L'école doit-elle être obligatoire et subventionnée par les contribuables ?


Texte 1 : Ayn Rand, Capitalism, juin 1963

La réponse à cette question devient évidente si on la reformule de façon plus concrête : l'État peut-il s'autoriser de retirer les enfants de leur foyer, avec ou sans l'autorisation des parents, afin de les soumettre à une éducation et à des règles que les parents peuvent aussi bien approuver que désaprouver ? Doit-on exproprier une partie des ressources des citoyens afin de financer un système éducatif fonctionnant sur des bases qu'ils acceptent ou non, et doit-on payer pour l'éducation d'enfants qui ne sont pas les nôtres ? Pour toute personne comprennant ces questions et respectant les droits individuels de chacun, la réponse est clairement non. Il n'existe aucun fondement moral au contrôle du système éducatif par l'État, et il n'existe pas non plus de fondement moral à l'expropriation de richesses de certains au bénéfice d'autres.

La doctrine suivant laquelle l'éducation doit être sous le contrôle de l'État est logique dans le cadre d'une vision nazie ou communiste du gouvernement, mais elle ne l'est pas dans une vision Américaine. Les implications totalitaires d'un système public d'éducation sont obscurcies par le fait qu'en Amérique, à la différence de l'Allemagne nazie ou de la Russie soviétique, il y existe des écoles privées.

Pourtant ces écoles n'existent qu'avec la permission de l'État et le fait demeure que :

- la plupart des parents sont obligés d'envoyer leurs enfants dans des établissements publics dans la mesure où ils sont déjà taxés pour les financer et n'ont pas les moyens de payer davantage pour les frais d'inscription dans le privé ;

- les programmes scolaires s'appliquant aux établissements publics s'appliquent aussi aux établissements privés (sous contrat) ;

- la tendance est à une extension du contrôle de l'État sur chacun des aspects de l'éducation.

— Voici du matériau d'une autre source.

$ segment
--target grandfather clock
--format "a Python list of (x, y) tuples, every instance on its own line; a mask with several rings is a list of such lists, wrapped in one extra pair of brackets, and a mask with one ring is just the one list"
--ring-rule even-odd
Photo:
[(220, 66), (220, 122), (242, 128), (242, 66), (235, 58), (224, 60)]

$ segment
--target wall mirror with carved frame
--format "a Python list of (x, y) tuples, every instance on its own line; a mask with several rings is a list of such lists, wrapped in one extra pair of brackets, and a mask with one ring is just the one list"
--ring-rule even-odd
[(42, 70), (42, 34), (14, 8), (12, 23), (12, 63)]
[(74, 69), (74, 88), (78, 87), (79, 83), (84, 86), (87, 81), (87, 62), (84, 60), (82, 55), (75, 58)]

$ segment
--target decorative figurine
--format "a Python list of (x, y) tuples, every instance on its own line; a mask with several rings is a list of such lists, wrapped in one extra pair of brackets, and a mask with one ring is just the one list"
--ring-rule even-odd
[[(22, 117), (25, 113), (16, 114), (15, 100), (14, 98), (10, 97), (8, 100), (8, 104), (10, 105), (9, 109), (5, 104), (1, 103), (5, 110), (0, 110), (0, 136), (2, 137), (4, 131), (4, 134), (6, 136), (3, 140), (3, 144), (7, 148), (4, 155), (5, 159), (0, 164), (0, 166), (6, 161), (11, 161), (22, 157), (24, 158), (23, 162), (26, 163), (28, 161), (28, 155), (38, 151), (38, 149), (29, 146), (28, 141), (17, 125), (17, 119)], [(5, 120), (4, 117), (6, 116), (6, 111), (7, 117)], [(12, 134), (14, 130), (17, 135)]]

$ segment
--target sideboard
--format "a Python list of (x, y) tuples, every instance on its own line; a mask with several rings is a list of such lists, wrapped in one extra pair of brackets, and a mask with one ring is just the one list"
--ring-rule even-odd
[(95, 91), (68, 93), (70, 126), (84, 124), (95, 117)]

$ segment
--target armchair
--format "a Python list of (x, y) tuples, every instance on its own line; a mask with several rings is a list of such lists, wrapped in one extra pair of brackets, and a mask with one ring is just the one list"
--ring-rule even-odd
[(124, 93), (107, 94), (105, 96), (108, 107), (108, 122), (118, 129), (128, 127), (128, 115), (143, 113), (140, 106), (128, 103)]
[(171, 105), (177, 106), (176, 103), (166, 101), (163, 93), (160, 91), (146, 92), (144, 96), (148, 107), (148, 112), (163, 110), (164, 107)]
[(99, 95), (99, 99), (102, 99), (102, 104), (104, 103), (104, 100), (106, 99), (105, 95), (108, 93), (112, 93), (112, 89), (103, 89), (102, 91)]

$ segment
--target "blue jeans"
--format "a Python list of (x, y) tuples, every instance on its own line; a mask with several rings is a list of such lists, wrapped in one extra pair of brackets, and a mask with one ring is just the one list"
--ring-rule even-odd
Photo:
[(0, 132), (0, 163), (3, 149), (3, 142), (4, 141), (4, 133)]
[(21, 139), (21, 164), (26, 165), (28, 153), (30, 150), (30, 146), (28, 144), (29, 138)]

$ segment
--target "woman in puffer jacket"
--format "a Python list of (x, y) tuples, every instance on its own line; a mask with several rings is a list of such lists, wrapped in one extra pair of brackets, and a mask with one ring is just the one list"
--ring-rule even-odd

Ainsi lorsque des parents contestant la méthode globale d'enseignement de la lecture entreprirent d'apprendre eux mêmes à lire à leurs enfants, ils en furent légalement empêchés. Que signifie une telle mesure sinon que l'esprit des enfants appartient à l'Etat ? Lorsque le financement de l'éducation est public, il est logique qu'il se mette progressivement à contrôler le contenu des programmes dans la mesure où il est de sa responsabilité de déterminer si ses fonds sont utilisés de façon satsfaisante. Mais lorsqu'un État rentre dans la sphère des idées, lorsqu'il indique que penser en matière intellectuelle alors c'est la mort des sociétés libres. Pour citer Isabel Paterson dans " The God of the Machine": "les supports éducatifs sont nécessairement sélectifs aussi bien en ce qui concerne les sujets choisis que la manière de les aborder. Là où l'éducation appartient aux écoles privées, on trouvera des variations importantes entre les façons d'enseigner si bien que les parents auront la latitude de choisir auxquelles confier leur enfant. Ces écoles chercheront du mieux possible à prodiguer un enseignement objectif plutôt qu'à délivrer la philosophie obligatoire de la suprématie de l'État comme le fait un système éducatif entièrement contrôlé par l'État. Une fois que les doctrines collectivistes ont pénétré les esprits, il faut pratiquement fournir un effort surhumain pour échapper à l'emprise morale du politique sur la vie du citoyen. D'autant que le contrôle des écoles par l'État permet de mettre la main sur les corps, les biens et les esprits des individus dès la plus tendre enfance.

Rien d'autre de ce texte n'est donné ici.